There's been much comparison these last seven years between Obama and Lincoln. It says much that Obama, the only President representing Illinois since Lincoln and Grant, has always draped himself in Lincolnian mythos rather than mythos surrounding the Founding Fathers or Franklin Roosevelt. To be sure, Obama and Lincoln were very different presidents - in some ways diametrically opposed in their governing philosophies. Nevertheless, there is at least one sense in which Lincoln and Obama stand together - they both arose out of necessity. In times of American crisis, both Presidents arose quickly from obscurity to become the Presidents our country required in a time when our country required a great leader to rewrite what our country is because anything less than that would have put the country in terrible peril.
There are few truly transformative presidents like that. Is Obama truly a member of the elect along with Washington, Lincoln, and Franklin Roosevelt? Probably not - as the crisis of our era was not quite as gripping as those crises of former days, Obama has not transformed the country to the same extent. Nevertheless, he will always be the Northern Star for my generation - the proof that America, for all its hypocrisy and mendacious demons, is still an idea very much worth fighting for. In a time of troubles, a great leader arose who did so much to right the ship of American democracy before this original experiment among the modern democracies could sink into history's mire. In 2008, the Bush administration's economic ignorance came so very close to a depression that could have exceeded The Great Depression - to say nothing of the international damage. Even now, in 2016, our recovery seems tenuous - as though the entire scenario could replay itself within a generation. For every gain, there is an equivalent loss. As the identity of the country is once again rewritten, the voices who wish to prevent that rewriting grow louder and louder - in the cases of Donald Trump and Ted Cruz they use bullhorns.

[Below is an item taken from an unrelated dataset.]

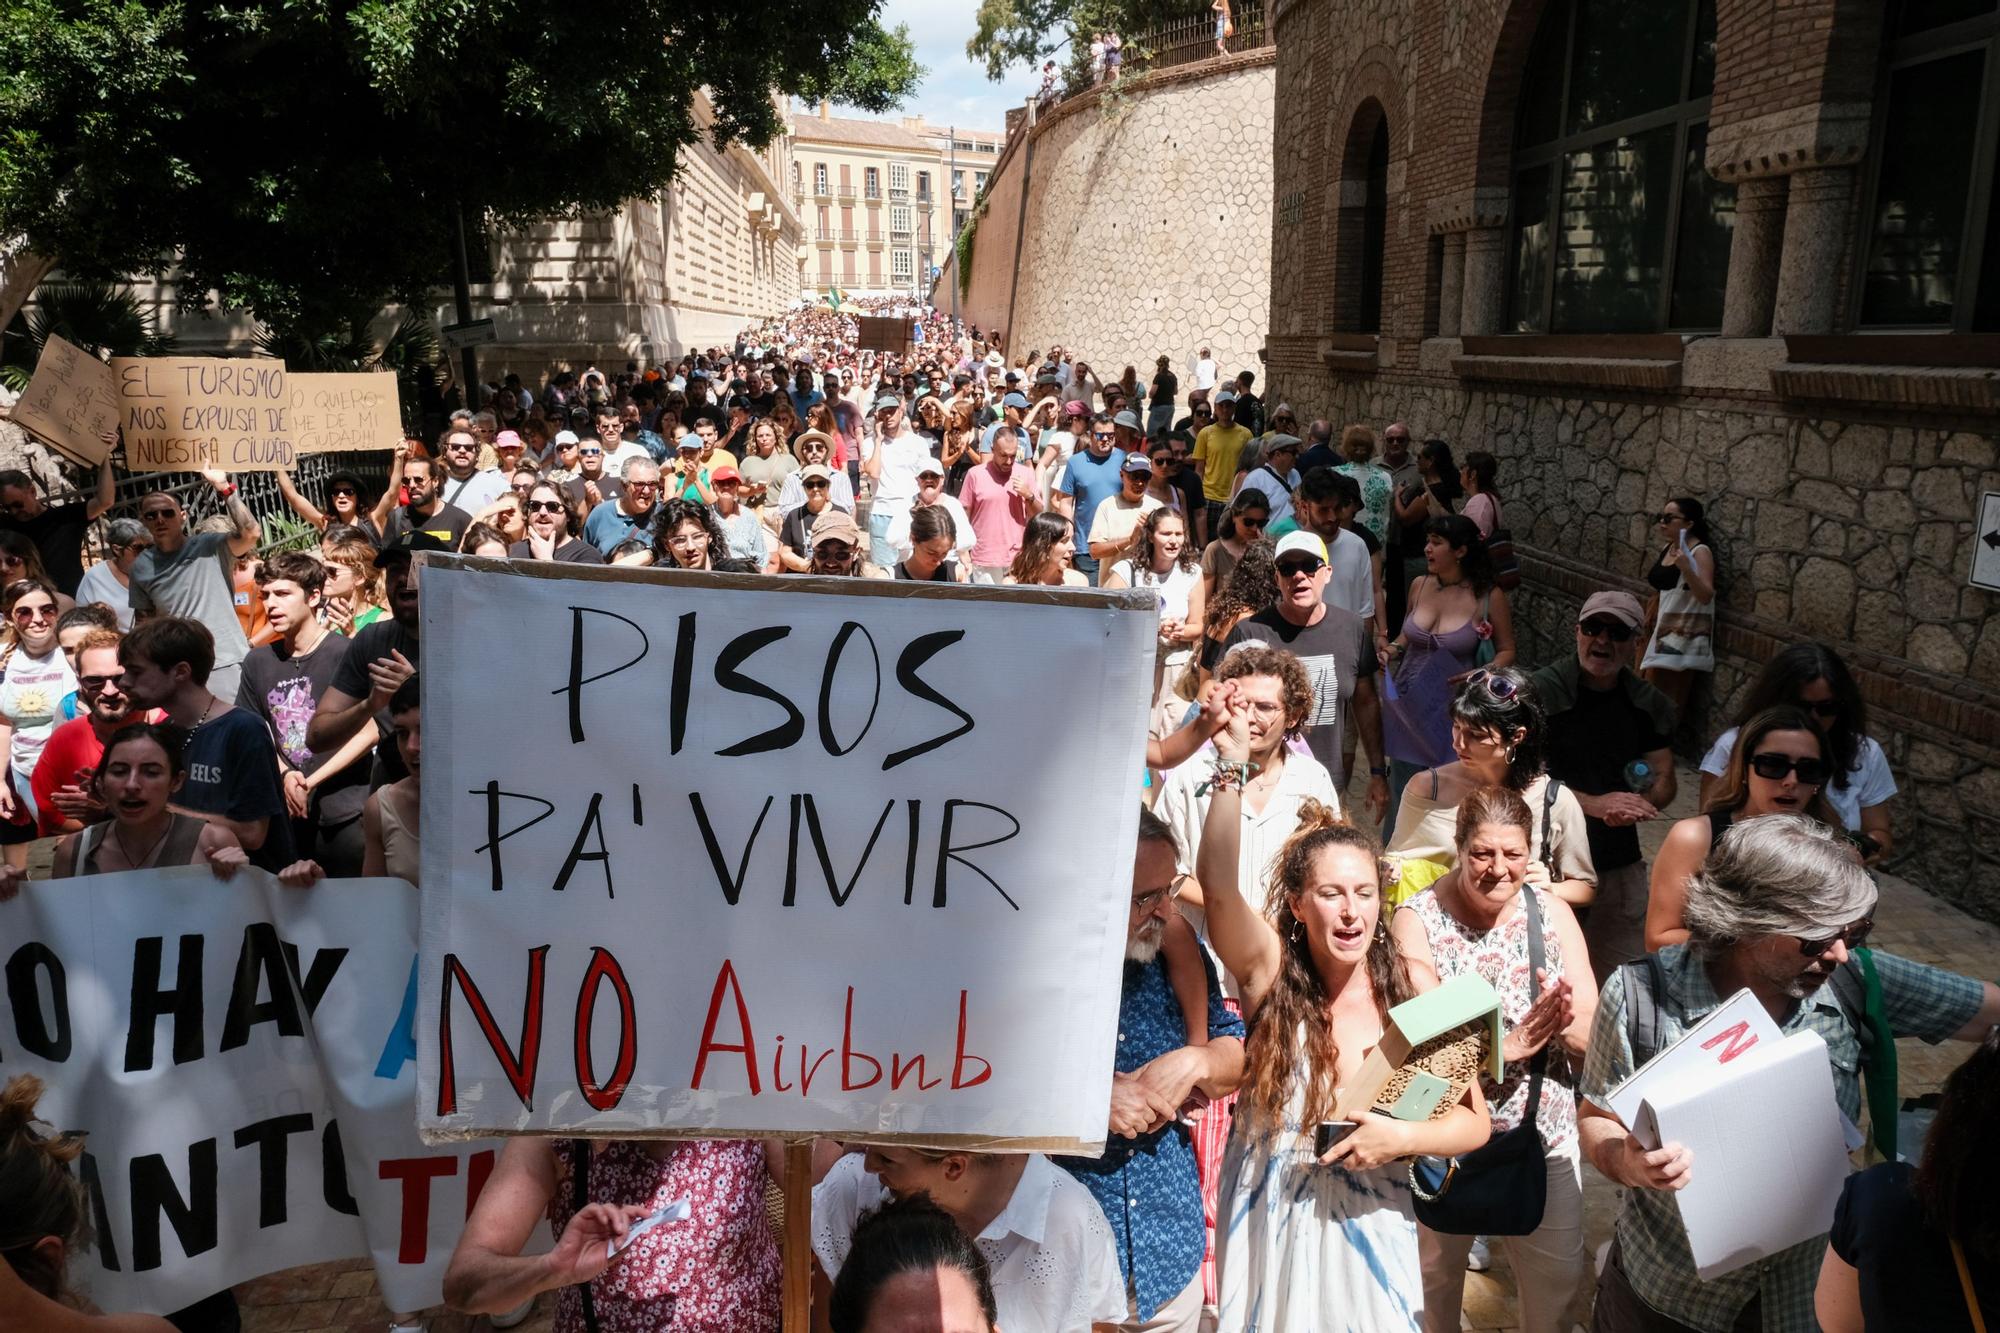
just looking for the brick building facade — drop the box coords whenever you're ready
[1266,0,2000,921]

America has always had history and luck on its side. Perhaps our luck is running out. The America of 2016, institutionally unsound, systemically decaying, does not now seem like the machine of endless reinvention it has always seemed to be. Obama has righted our ship on policy, but at the price that the political system is more fraught and gridlocked than ever before. At the end of the Obama presidency, the machine that lets some Americans prosper on the backs of others is finally laid absolutely bare and stark naked. And in this moment when racial issues seem finally within striking distance of a beginning of redress, the old America, the America as unapologetically racist as ever before, appears willing to move Heaven and Earth to keep America as it was.
As Lincoln said: "It is the eternal struggle between two principles: right and wrong, throughout the world. It is the same spirit that says: You toil and work and earn bread, and I'll eat it. No matter in what shape it comes, whether from the mouth of a king who seeks to bestride the people of his own nation and live by the fruit of their labor, or from one race of men as an apology for enslaving another race, it is the same tyrannical principle."

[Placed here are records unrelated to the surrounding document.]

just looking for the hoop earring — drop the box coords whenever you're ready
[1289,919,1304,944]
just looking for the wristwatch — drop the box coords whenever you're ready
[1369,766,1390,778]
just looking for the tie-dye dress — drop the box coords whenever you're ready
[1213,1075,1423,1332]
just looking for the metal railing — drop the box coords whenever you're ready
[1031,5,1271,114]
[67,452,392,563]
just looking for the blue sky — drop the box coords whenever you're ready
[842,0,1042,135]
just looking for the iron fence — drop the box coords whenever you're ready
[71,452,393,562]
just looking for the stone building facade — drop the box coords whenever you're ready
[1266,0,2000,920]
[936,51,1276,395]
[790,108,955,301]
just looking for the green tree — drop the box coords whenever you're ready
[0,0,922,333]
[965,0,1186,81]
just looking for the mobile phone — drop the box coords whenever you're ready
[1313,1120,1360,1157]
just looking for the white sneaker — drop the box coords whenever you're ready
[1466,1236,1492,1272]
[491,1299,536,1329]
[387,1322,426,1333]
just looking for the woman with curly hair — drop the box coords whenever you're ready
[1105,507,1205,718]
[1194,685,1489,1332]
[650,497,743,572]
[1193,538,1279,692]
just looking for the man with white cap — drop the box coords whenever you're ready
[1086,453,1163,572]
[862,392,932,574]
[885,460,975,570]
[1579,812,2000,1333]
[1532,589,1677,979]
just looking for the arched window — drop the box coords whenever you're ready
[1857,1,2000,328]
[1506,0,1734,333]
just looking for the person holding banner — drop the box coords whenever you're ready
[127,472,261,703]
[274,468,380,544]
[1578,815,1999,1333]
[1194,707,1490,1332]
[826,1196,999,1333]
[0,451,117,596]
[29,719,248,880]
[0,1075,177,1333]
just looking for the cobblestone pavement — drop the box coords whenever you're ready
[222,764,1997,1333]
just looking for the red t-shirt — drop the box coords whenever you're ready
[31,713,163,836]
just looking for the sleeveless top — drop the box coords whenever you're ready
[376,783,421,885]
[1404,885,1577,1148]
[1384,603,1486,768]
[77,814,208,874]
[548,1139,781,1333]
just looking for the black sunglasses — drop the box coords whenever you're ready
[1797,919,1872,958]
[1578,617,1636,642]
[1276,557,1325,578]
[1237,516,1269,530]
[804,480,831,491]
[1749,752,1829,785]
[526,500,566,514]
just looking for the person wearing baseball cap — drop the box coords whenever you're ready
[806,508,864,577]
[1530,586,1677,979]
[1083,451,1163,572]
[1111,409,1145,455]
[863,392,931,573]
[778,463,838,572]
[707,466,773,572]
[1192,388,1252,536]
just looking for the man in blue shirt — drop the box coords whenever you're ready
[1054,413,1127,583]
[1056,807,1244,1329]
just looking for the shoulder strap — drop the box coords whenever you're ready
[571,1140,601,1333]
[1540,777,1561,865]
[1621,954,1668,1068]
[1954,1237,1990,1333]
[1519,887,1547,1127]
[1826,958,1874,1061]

America could yet become everything the world fears, but we're not there yet, and even if it turns back the clock on tyranny, the awesome dream of what it means to be an American - reinvention, self-improvement, opportunity, freedom tempered by community and trust, should serve as an inspiration in countries that in the future might embody the sublime American spirit better than we do.
That American sublimity is what A Lincoln Portrait is about. It's far from Copland's most intricate score, but in its simple fragments, it speaks to those spiritual places where every American yearns to go.
From the earliest age, Copland's music sounded American to me, as it does to everybody else. I don't have the secret of Aaron Copland, but I do have a theory. America, nearly as large by itself as the entire European continent, is a land of open space. Except perhaps for a Russian, no European can possibly understand what such open spaces feel like unless they come to America to see them for themselves. Even now, the plurality of American land lies unpopulated, untouched and rife with opportunity for settlement.
Copland's music, with its endless stream of open chords, is like a projection of American space in our ears. The tonalities of Europe are a monarchy, with the tonic note serving as king, the dominant his viceroy, and the third being the nobles and gentry who administer over the other notes, the plebes. Dodecaphonic music and atonal music are merely a subversions of the old monarchy, and however much a few individual composers have achieved within it, it's merely a rebellion against the old system with no plans for the future. Whatever American music is, it has yet to be determined. Even to this day when America begins to show its age, American music is Copland's open field, full of the rhythm and vigor of youth, and waiting to be settled.